Scaling Textual Gradients via Sampling-Based Momentum
Zixin Ding, Junyuan Hong, Zhan Shi, Jiachen T. Wang, Zinan Lin, Li Yin, Meng Liu, Zhangyang Wang, Yuxin Chen
TL;DR
The paper tackles the scalability challenges of prompt optimization via textual gradients by identifying explicit context-length limits and implicit long-context degradation. It introduces Text Stochastic Gradient Descent with Momentum (TSGD-M), which uses Gumbel-Top-$k$ sampling and momentum over past prompts to stabilize updates while controlling context growth. Efficient inference and validation are achieved through blockwise generation and minibatch-based running-mean estimators, enabling reliable scaling across multiple benchmarks. Empirical results demonstrate consistent gains over baseline methods (e.g., TextGrad, COPRO, AdalFlow) and thorough ablations illuminate the contribution of sampling, momentum, and validation strategies.

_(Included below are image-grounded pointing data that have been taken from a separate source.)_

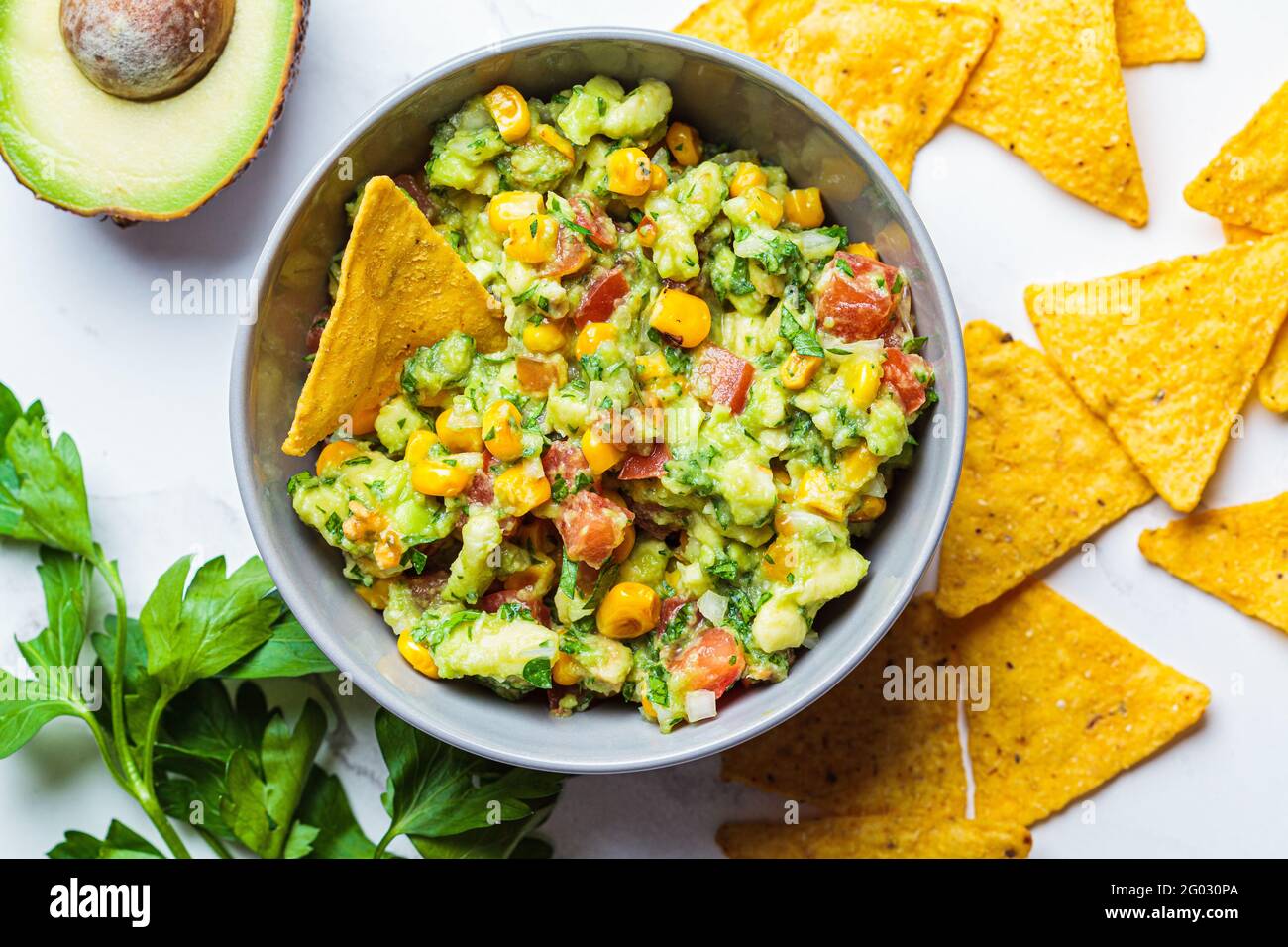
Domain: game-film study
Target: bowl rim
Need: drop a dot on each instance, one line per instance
(623, 758)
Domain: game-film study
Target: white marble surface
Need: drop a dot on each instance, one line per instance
(76, 331)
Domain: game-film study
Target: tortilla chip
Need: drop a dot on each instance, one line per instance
(1050, 90)
(876, 836)
(1151, 31)
(1041, 474)
(1168, 354)
(1247, 182)
(400, 286)
(1237, 554)
(1070, 703)
(892, 68)
(855, 753)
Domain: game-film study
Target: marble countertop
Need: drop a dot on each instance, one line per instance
(77, 331)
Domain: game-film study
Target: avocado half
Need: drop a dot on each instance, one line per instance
(93, 154)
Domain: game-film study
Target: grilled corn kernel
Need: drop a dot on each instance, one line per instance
(502, 432)
(533, 239)
(682, 316)
(436, 478)
(630, 172)
(417, 445)
(627, 611)
(684, 145)
(546, 134)
(456, 438)
(745, 178)
(509, 111)
(804, 208)
(335, 454)
(593, 335)
(798, 371)
(522, 488)
(765, 206)
(416, 655)
(510, 206)
(601, 455)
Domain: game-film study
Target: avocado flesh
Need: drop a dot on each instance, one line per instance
(90, 153)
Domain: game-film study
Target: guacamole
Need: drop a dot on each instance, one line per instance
(653, 489)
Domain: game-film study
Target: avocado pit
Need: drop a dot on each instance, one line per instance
(146, 50)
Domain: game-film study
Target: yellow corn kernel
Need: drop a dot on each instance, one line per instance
(745, 178)
(555, 141)
(522, 488)
(815, 493)
(682, 316)
(436, 478)
(601, 455)
(798, 371)
(335, 454)
(652, 368)
(502, 432)
(630, 171)
(533, 239)
(510, 206)
(870, 509)
(456, 438)
(765, 206)
(593, 335)
(627, 611)
(416, 655)
(509, 111)
(565, 671)
(684, 144)
(417, 446)
(804, 208)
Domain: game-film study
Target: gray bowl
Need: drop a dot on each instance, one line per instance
(730, 98)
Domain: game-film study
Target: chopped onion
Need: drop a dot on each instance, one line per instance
(699, 705)
(712, 607)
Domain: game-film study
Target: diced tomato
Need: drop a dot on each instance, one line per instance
(601, 298)
(712, 661)
(859, 305)
(591, 527)
(722, 377)
(588, 213)
(900, 372)
(571, 256)
(492, 603)
(639, 467)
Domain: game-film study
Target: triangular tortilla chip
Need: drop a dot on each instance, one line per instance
(1237, 554)
(1070, 703)
(1151, 31)
(1050, 90)
(892, 68)
(1168, 354)
(400, 286)
(1041, 474)
(876, 836)
(1247, 182)
(854, 751)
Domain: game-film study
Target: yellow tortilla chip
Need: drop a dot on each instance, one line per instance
(1041, 474)
(1168, 354)
(1247, 182)
(876, 836)
(1050, 90)
(1070, 703)
(855, 753)
(1237, 554)
(892, 68)
(400, 286)
(1151, 31)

The approach is framework-agnostic and offers a practical path toward robust, scalable automatic prompt engineering in real-world systems.
Abstract
LLM-based prompt optimization, that uses LLM-provided "textual gradients" (feedback) to refine prompts, has emerged an effective method for automatic prompt engineering. However, its scalability and stability are unclear when using more data in training. We systematically investigate the potential and challenges of scaling training data in textual gradient descent. We show that naively scaling training examples is infeasible due to both explicit context-length limits and an implicit context wall, where long-context degradation yields diminishing returns. Inspired by prior wisdom in stochastic gradient descent, we propose Textual Stochastic Gradient Descent with Momentum (TSGD-M), which reweights updates through momentum sampling, using bootstrapped minibatch validation accuracy as importance weights over historical prompts. We introduce Gumbel-Top-$k$ sampling for prompt generation, balancing exploration--exploitation and improving sampling efficiency while maintaining a low-variance running mean estimator. TSGD-M integrates seamlessly into existing prompt optimization frameworks, including TextGrad, DSPy-COPRO, and AdalFlow, and achieves consistent gains across 5 benchmarks.